I know I wouldn't be this gracious about it; in fact I'd probably be complaining loudly, or slowly turning bitter. Of course, one can say that she's still too young to really know what is going on. Next month she'll turn three, and she won't be able to eat her own birthday cake. Her parents aren't sure how they will handle issues like that in the future. One step, one day at a time.
She will be using an insulin pump in the next few months, but contrary to popular belief, that doesn't automatically take care of the problem. Myself, I don't trust technology and wonder if it isn't better to monitor this thing by hand.

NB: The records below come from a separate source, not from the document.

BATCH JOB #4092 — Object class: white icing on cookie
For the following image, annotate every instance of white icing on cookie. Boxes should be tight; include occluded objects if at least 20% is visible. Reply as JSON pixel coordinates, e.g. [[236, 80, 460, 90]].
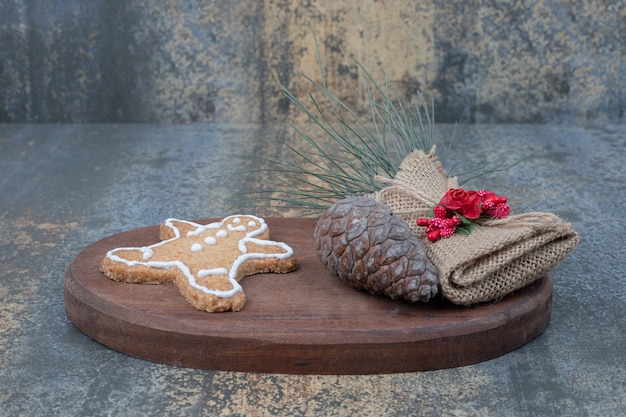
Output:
[[198, 268, 228, 278]]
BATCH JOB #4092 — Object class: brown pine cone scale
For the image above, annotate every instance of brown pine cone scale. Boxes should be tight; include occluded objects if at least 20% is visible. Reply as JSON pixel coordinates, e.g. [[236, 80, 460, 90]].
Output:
[[314, 197, 439, 302]]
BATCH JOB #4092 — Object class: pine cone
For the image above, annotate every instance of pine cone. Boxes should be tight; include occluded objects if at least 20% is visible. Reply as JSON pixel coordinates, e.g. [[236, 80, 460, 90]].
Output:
[[314, 197, 439, 302]]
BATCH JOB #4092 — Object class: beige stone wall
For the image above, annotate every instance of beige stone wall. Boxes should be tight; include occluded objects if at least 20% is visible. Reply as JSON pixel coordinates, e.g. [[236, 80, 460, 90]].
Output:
[[0, 0, 626, 124]]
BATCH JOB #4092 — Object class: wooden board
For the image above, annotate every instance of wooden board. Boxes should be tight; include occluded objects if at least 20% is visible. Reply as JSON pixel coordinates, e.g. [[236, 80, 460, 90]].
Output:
[[65, 218, 552, 374]]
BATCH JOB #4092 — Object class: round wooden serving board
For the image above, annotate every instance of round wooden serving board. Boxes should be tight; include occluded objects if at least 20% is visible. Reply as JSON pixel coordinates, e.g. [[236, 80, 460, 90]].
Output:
[[65, 218, 552, 374]]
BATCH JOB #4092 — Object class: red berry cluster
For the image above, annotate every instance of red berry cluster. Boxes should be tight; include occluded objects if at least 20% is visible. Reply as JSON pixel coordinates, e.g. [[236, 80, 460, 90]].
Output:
[[478, 190, 511, 219], [417, 206, 461, 242], [417, 188, 511, 242]]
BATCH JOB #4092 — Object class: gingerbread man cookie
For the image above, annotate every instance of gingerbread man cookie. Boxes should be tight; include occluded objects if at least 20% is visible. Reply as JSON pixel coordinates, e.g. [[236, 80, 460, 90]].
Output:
[[100, 215, 298, 312]]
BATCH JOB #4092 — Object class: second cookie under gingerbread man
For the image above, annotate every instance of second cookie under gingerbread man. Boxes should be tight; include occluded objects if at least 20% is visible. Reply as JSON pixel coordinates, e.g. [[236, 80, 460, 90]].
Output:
[[100, 215, 298, 312]]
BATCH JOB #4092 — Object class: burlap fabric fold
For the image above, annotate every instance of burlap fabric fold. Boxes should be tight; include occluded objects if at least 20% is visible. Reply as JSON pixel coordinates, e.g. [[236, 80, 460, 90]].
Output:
[[373, 148, 579, 305]]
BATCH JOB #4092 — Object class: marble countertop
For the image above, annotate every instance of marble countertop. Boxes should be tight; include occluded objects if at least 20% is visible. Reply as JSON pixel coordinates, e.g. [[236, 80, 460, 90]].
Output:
[[0, 124, 626, 417]]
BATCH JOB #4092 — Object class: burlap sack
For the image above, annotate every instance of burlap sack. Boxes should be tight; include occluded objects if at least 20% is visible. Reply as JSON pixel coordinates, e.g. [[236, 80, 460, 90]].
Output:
[[373, 148, 578, 305]]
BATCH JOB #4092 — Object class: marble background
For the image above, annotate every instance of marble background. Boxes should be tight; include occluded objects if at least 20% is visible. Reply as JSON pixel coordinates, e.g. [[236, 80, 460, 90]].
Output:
[[0, 0, 626, 125]]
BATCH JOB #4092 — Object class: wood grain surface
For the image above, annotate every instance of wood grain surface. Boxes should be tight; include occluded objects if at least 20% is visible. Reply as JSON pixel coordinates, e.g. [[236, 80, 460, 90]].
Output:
[[65, 218, 552, 374]]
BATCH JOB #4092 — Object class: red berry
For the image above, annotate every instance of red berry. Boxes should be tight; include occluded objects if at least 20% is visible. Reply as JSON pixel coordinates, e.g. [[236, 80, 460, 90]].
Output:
[[440, 227, 456, 238], [426, 229, 441, 242], [433, 206, 448, 219], [417, 217, 430, 227]]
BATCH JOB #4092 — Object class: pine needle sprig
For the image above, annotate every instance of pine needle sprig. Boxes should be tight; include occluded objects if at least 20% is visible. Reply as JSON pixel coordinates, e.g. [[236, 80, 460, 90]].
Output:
[[241, 40, 446, 214]]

But then, she's not my child. She is my beloved, my irreplaceable grandchild, yes. But I don't make the major decisions (which is probably just as well).
When we go on the walk, we'll do it as a family at the Greater Vancouver Zoo. This will be our second year. Lauren's team is called the Ladybugs, and I've already made ladybug pompoms (Lauren loves what she calls "bum-bums"!) for the occasion. Last year the event was beyond fun: it gave us a sort of glow, quite indescribable. All these walks for this and that, which sometimes seemed a little extreme, suddenly made sense to us.
Nobody expects serious illness to invade their family, least of all in a child. But if it has to happen, one couldn't do better than to see this plucky little girl, a girl who literally seems to bounce when she falls down and almost never cries, courageously living with a difficult, scary condition.
She'll never really be able to eat with total pleasure and abandon. She'll have to keep track of her "levels" and pay a lot of attention to how she feels. For the rest of her life. Meantime, she has made more than a good start, and inspired all of us with her valour, her good humour and her joy in living.
She has always reminded me of those Disney cherubs in Fantasia. Like bumblebees, there's just no way they could fly with wings that tiny. But they do it. They do it because no one told them that they couldn't.